In NLP terms, this is someone else’s map of the world being projected onto you.

So I paused and asked myself:

Whose map am I standing in right now?

Mine says connection matters.
Honesty matters.
Laughter matters.
Shared values matter more than numbers on a birth certificate.

What I appreciated most about Sam wasn’t his age. Or his abs. Or even the ginger hair (although… still excellent).

It was how he showed up.

He communicated openly.
He adapted naturally to my communication style.
He was steady, genuine, emotionally aware.

That, for me, is deeply attractive.

And yet, here’s the honest part, while the connection was lovely, it wasn’t something to pursue further.

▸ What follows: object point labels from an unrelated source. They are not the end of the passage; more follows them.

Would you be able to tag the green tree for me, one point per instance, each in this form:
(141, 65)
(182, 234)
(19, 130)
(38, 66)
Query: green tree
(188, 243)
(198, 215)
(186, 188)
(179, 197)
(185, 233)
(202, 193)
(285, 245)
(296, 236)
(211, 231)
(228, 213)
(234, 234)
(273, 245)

Sometimes someone enters your life just to remind you what genuine connection feels like.

And that’s valuable.

Maybe this stage of life is about that.
Connection without pressure.
Curiousity without expectation.
Trusting myself enough to know when something feels complete.

No drama. No regret.

Just appreciation.

Reflection Questions

  • Have you ever noticed yourself holding back because of what others might think?

  • Whose “map of the world” are you following in your relationships, yours or someone else’s?

  • How do you know when a connection feels genuine, even if it’s not meant to last?

  • What stories about age, love, or dating are ready to be rewritten in your life?

Author note:
Written through an autistic and NLP lens, this reflection explores dating, self-awareness, and letting go of old social rules. It’s about choosing authenticity over expectation and remembering that every connection, short or long, can teach us something about who we are.